Power purchasing options vary according to a company's size, location, energy usage and appetite for risk. The five most common types of electricity pricing products are listed below. The first four products also apply to natural gas (with the exception of the blend and extend).
Fixed price-full Requirements
Companies that require budget certainty and cannot bear price risk will select a fixed price-full requirements pricing strategy. "Full requirements" implies that a customer must take delivery of all of the operation's power needs at a certain price rate. Most suitable for the vast majority of commercial and industrial companies. When you include the “Blend and Extend” option provided by many suppliers, this is most attractive. With this, the contract price can be renegotiated (if the market goes down) and the length of term extended.
Fixed Price Block with remainder at index
For companies willing to shoulder some risk but have concerns about letting 100 percent of their energy pricing ride on the index, a block-and-index combination is a good choice. This offers the option of reducing price, while mitigating the risk of variable pricing.
This product lends itself well to a growing business that can layer in additional electricity usage as the business expands. The company can lock in a fixed price up front for a portion of its load and pay the index price for the remaining volumes.
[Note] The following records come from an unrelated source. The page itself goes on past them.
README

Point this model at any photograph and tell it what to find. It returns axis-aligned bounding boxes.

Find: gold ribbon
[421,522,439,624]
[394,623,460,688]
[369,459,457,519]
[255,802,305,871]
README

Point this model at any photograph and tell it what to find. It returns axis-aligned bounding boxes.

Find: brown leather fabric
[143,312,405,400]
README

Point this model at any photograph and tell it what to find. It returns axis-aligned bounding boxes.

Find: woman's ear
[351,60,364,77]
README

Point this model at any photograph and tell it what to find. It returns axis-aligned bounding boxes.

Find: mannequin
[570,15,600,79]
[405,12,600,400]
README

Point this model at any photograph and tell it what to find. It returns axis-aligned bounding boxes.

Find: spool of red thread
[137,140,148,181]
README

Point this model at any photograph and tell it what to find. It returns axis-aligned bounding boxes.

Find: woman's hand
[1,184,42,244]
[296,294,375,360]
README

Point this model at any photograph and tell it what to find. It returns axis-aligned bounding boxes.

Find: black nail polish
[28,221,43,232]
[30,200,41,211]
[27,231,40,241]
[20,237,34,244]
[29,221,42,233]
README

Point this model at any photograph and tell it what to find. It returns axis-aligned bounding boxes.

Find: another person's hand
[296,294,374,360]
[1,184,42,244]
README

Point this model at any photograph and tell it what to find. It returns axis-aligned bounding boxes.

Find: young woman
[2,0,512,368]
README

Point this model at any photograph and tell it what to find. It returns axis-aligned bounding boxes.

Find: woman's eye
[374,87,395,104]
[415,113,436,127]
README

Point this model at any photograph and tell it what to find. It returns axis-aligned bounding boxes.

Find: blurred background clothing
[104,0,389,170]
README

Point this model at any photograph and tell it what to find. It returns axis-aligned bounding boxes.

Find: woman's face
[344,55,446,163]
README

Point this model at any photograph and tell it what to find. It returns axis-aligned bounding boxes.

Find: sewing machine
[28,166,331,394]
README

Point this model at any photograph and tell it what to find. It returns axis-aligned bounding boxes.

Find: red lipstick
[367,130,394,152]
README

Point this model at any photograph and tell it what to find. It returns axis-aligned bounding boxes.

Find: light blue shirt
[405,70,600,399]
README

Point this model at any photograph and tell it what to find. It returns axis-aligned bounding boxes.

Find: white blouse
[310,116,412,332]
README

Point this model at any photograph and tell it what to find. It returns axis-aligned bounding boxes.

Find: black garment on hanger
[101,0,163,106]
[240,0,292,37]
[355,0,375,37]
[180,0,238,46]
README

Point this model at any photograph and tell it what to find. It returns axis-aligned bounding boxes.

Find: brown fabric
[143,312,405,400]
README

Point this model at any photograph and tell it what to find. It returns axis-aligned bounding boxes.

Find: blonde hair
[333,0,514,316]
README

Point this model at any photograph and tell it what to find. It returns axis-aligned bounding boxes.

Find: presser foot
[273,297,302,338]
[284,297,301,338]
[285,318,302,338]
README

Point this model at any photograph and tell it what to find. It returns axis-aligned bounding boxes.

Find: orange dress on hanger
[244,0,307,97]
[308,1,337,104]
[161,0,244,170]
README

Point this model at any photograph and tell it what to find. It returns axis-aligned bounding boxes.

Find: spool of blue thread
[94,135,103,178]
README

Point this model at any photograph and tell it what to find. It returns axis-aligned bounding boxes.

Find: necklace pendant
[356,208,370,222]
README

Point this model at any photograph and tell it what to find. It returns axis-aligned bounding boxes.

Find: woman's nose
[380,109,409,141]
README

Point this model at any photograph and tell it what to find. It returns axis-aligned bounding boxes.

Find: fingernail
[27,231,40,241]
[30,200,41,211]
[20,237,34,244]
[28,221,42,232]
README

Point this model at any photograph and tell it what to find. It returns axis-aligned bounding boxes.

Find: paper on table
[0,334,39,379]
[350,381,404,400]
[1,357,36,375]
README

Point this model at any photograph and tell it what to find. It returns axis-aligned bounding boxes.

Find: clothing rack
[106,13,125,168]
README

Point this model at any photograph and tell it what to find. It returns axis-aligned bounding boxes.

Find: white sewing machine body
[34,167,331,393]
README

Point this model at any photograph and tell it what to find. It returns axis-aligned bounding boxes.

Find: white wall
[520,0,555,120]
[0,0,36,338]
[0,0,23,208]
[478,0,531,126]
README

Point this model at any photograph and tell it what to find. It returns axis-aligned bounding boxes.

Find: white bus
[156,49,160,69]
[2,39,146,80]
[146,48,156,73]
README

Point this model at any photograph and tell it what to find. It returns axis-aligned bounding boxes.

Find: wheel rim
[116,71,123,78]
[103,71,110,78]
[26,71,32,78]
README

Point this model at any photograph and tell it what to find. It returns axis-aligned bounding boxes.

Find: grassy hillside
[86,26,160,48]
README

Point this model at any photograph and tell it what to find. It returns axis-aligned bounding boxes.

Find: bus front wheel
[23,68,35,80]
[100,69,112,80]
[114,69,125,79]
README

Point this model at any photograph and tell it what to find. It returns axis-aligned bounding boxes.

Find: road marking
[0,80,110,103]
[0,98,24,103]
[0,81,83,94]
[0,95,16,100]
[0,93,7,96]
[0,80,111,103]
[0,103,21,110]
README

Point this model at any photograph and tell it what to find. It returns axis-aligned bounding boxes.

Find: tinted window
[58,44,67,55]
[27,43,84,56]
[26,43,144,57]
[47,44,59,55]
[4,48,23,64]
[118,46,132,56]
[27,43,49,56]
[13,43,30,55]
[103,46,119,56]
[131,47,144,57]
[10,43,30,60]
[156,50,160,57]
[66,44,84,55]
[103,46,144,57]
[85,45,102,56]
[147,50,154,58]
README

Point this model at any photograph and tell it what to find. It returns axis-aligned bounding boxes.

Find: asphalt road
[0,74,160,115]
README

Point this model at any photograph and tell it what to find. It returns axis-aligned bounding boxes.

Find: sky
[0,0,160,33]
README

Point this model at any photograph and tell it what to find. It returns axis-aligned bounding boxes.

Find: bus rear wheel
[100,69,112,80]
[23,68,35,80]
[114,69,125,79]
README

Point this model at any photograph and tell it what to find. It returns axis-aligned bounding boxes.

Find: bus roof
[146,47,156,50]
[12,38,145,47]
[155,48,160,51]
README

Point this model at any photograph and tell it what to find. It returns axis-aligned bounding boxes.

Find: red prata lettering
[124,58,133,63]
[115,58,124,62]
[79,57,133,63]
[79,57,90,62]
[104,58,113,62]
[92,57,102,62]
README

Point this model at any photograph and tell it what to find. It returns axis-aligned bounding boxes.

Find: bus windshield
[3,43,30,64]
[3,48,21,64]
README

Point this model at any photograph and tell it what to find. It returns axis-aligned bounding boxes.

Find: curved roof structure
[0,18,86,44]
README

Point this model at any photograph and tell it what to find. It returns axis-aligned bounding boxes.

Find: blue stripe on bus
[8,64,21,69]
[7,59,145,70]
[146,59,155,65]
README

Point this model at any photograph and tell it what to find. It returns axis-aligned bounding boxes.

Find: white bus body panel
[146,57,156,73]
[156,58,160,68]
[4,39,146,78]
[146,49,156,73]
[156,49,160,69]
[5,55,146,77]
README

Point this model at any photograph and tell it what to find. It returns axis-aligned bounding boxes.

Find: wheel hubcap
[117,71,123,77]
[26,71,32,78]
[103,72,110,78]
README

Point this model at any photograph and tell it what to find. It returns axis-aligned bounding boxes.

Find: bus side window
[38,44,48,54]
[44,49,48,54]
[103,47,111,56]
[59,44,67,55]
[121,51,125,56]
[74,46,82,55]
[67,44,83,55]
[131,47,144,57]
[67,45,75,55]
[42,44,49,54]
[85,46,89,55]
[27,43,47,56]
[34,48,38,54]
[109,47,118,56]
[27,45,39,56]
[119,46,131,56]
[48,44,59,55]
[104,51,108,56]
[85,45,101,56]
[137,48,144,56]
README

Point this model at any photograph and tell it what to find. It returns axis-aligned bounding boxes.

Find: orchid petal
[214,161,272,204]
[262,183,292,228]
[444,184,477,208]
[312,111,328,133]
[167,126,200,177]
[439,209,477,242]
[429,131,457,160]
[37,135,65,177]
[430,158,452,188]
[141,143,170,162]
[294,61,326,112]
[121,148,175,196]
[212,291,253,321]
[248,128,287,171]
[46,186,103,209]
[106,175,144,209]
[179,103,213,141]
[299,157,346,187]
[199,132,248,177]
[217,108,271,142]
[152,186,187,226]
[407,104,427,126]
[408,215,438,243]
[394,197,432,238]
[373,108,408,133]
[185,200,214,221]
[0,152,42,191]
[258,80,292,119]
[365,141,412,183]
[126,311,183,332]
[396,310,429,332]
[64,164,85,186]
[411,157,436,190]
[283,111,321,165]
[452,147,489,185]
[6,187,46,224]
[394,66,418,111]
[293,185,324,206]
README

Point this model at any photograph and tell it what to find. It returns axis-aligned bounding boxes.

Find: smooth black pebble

This strategy also makes sense if the company wants to lock in portions of the contract price at various times, since the company can buy multiple blocks of power over time.
Average of spot market settlements over the delivery period. Most suitable for industrial companies that can shed load, manage power consumption, pass on the cost of electricity to their customers, or use a majority of their energy during off-peak hours.
Index with Fixed Price Trigger
This allows companies to play the market with the option of locking in a price at a later time. Most Suitable for those willing to bear the risk of paying an index price but also want to take advantage of any market dips to lock in a fixed contract price. Companies considering this option should be able to handle a moderate degree of risk.
Companies typically choose a heat rate product when they want to pay market-based prices and power indexes in the market are not available, or they are not as transparent as gas prices. Heat rate products are most popular when gas prices are expected to decline. Most suitable for companies having a strong commodities hedging function, sometimes choose heat rate-based electricity supply contracts. These companies are looking for ways to tie their expenses to expected revenue streams.